In the past, the NPPA has used this power to fix prices of coronary stents and knee implant systems (both devices were notified as drugs in 2005). In the aftermath of the price fixation, many advanced coronary stents were sought to be withdrawn from India by the manufacturers on the grounds of unviability. A prior permission from NPPA is required to withdraw or to reduce production / import of medical device whose prices have been fixed by NPPA in public interest.

Risk of being subject to market based pricing: The Ministry of Health and Family welfare brings about a National List of Essential Medicines (“NLEM”) every few years. Medical devices are also included in the said list from time (e.g. coronary stent). The consequence of being included in NLEM from pricing perspective is that the medical device in question automatically becomes subject to a market price based price control i.e. the MRP of the said device must not exceed the average MRP of all importers, manufacturers and marketers who sell the same device and who have more than 1% market share in that particular device market. The said average MRP (referred to as “Ceiling Price”) is decided and set by NPPA. The Ceiling Price may go up or down every year, depending on the wholesale price index of the Government. The MRP of the medical device will have to be adjusted accordingly.  A prior permission from NPPA is required to withdraw or to reduce production / import of medical device which are recognized as ‘essential’ by the Government.

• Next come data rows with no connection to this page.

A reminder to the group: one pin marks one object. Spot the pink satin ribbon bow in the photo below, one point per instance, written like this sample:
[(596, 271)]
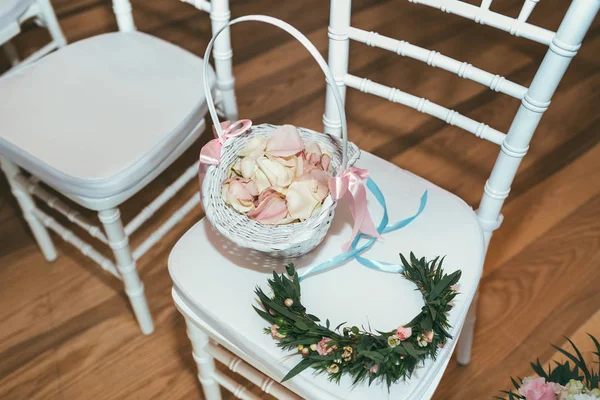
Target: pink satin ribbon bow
[(211, 151), (352, 182), (210, 154)]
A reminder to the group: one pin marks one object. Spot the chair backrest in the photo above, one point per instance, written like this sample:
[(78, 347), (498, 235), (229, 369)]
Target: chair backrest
[(563, 45), (123, 13)]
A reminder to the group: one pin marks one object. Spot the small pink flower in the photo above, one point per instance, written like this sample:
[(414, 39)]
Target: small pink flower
[(275, 332), (325, 162), (539, 389), (403, 333), (428, 336), (322, 347)]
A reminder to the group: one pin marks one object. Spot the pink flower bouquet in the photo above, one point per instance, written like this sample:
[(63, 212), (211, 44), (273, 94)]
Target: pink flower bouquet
[(278, 180), (561, 381)]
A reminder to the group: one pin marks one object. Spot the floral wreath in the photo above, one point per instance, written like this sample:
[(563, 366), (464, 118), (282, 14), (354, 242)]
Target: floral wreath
[(365, 356)]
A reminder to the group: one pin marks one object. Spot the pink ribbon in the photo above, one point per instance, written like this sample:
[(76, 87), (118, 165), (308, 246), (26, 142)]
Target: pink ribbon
[(211, 151), (210, 154), (352, 183)]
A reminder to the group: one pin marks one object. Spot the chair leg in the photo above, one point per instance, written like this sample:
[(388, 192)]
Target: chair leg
[(204, 361), (220, 15), (28, 208), (51, 22), (119, 243), (465, 341), (11, 53)]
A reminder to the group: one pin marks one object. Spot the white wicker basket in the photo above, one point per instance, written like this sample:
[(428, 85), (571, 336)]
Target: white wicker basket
[(279, 241)]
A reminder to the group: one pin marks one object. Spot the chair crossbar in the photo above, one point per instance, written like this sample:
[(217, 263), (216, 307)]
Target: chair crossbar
[(166, 226), (526, 10), (240, 367), (436, 59), (423, 105), (484, 16), (161, 199), (203, 5), (85, 248), (57, 204)]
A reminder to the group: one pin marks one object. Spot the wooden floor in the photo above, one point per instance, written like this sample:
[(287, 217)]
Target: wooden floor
[(67, 331)]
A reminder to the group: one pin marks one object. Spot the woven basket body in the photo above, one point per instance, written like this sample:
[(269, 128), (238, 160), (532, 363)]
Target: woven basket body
[(279, 241)]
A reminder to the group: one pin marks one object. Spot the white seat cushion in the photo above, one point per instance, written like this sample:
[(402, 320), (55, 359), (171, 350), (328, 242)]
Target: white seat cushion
[(95, 117), (214, 280), (11, 10)]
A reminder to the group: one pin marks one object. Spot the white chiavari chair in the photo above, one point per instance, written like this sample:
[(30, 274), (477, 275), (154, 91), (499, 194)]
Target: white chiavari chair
[(214, 279), (13, 13), (97, 121)]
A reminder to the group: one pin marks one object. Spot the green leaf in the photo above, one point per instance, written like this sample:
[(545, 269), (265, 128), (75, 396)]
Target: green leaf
[(266, 316), (338, 327), (411, 350), (290, 269), (427, 323), (432, 312), (301, 366), (301, 325), (312, 317), (373, 355), (515, 384), (444, 283)]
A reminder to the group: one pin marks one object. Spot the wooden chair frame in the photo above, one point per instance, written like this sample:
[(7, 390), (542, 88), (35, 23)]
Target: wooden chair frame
[(563, 46), (43, 14), (112, 232)]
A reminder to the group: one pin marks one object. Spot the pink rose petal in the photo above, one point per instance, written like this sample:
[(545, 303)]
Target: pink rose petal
[(325, 162), (284, 142), (270, 211)]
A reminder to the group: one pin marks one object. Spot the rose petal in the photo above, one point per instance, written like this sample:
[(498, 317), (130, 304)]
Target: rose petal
[(313, 147), (248, 166), (301, 200), (316, 174), (288, 162), (276, 173), (255, 147), (270, 211), (299, 166), (224, 125), (325, 162), (285, 141), (236, 193), (236, 167)]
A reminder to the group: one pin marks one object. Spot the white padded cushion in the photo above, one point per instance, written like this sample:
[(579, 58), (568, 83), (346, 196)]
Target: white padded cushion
[(95, 117), (215, 281), (11, 10)]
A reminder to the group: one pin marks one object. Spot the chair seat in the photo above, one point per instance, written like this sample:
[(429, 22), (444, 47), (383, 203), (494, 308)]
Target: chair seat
[(214, 282), (95, 117), (11, 10)]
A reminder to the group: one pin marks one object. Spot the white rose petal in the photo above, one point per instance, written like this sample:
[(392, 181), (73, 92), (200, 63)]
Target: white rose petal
[(236, 167), (261, 181), (313, 147), (255, 147), (248, 166), (301, 200)]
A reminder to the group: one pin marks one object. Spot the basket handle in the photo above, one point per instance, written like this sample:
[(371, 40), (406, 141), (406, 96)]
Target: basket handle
[(312, 50)]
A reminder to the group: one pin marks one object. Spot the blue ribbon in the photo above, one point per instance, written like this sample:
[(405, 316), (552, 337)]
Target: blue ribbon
[(355, 250)]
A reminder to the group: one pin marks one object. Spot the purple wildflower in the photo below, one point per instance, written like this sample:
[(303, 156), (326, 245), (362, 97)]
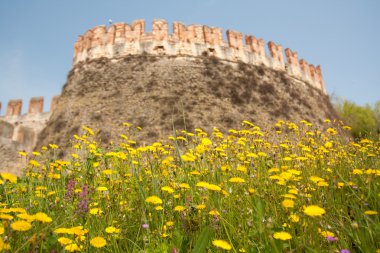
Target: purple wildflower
[(84, 200), (70, 188), (331, 238)]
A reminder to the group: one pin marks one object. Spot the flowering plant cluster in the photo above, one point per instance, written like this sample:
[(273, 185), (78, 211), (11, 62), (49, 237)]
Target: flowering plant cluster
[(291, 189)]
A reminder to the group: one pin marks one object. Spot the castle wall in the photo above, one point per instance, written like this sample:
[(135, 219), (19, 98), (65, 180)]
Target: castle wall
[(122, 39), (22, 129)]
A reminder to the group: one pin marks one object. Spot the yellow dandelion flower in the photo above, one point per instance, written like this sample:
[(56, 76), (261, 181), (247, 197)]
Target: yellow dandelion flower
[(98, 242), (288, 203), (64, 240), (26, 217), (42, 217), (112, 230), (167, 189), (154, 200), (179, 208), (6, 217), (222, 244), (201, 206), (236, 180), (9, 176), (294, 218), (3, 245), (72, 247), (314, 210), (102, 188), (21, 225), (284, 236)]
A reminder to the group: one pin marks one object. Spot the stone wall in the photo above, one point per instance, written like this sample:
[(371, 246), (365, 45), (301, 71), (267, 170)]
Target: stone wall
[(122, 39), (20, 129)]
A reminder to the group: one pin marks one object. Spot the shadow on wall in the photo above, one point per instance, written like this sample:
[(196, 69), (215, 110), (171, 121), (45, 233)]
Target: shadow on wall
[(22, 130)]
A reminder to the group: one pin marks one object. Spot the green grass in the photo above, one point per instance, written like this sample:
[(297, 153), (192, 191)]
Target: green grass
[(208, 187)]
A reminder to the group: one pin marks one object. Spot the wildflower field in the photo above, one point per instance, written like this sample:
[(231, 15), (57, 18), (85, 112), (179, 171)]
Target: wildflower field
[(292, 189)]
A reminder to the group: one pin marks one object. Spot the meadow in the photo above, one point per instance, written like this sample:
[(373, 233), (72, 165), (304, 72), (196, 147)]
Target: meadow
[(291, 189)]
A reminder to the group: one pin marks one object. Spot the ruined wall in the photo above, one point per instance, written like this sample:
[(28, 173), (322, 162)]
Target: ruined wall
[(122, 39), (21, 130)]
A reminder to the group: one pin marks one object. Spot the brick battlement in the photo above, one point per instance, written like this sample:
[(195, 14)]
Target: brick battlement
[(36, 105), (22, 130), (121, 39)]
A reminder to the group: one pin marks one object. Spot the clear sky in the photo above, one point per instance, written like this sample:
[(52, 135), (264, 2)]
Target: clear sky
[(37, 37)]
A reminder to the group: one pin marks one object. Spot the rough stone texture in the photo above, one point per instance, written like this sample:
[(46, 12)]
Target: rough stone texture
[(159, 92), (121, 39), (19, 132)]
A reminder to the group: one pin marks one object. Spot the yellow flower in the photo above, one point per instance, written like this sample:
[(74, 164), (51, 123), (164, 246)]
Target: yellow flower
[(22, 153), (167, 189), (314, 210), (284, 236), (21, 225), (154, 200), (102, 188), (98, 242), (111, 230), (179, 208), (64, 240), (222, 244), (184, 186), (43, 218), (294, 218), (3, 245), (236, 180), (9, 176), (208, 186), (288, 203), (72, 247)]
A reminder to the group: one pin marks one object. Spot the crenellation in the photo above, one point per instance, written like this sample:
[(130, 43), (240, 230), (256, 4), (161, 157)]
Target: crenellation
[(119, 33), (277, 57), (257, 48), (305, 71), (235, 39), (99, 33), (213, 36), (135, 31), (293, 66), (54, 102), (160, 30), (36, 105), (14, 107), (23, 129), (121, 39)]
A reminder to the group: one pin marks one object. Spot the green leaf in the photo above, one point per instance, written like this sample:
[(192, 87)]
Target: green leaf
[(202, 241)]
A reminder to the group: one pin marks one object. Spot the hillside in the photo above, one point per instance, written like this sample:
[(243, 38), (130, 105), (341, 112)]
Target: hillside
[(159, 93)]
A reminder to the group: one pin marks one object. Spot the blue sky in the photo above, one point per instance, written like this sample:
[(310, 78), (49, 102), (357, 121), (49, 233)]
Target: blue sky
[(37, 37)]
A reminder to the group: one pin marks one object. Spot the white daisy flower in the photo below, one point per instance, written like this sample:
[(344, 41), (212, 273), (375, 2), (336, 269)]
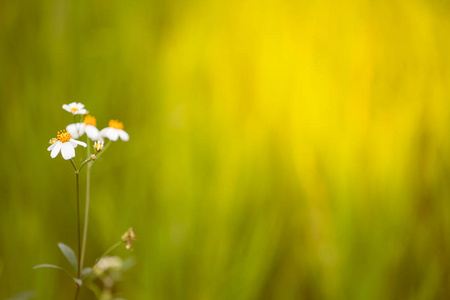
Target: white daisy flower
[(114, 131), (75, 108), (98, 146), (91, 131), (65, 144), (78, 129)]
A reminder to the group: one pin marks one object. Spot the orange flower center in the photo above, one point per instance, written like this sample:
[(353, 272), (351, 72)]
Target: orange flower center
[(63, 136), (115, 124), (90, 120)]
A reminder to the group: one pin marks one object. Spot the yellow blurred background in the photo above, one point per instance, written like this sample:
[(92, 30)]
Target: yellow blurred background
[(278, 149)]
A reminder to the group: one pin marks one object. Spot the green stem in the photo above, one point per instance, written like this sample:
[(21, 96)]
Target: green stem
[(86, 213), (78, 222)]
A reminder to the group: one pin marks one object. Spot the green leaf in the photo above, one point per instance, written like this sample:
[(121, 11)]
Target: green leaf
[(69, 254), (86, 272), (77, 281), (23, 296)]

Consequences of non-compliance

There are different consequences associated with different violations. Any violation of DPCO is serious because its parent legislation, the Essential Commodities Act, 1955, stipulates that any breach of DPCO may result in imprisonment and fine for the company and person(s) in-charge of the company for conduct of its business. However, undoubtedly, the most draconian provision of DPCO is the liability to deposit any amount ‘overcharged’ by the importer or manufacturer in breach of DPCO in addition to the interest and penalty.

Final comments

It is extremely important for medical devices and medical equipment companies doing business in India to be aware of the compliance requirements and obligation under India’s price control law (i.e. EC Act and DPCO). Since all medical devices and medical equipment are now regulated as drugs, and all drugs are treated as essential commodities, an inadvertent violation of India’s price control laws may have serious consequences for the business of these companies.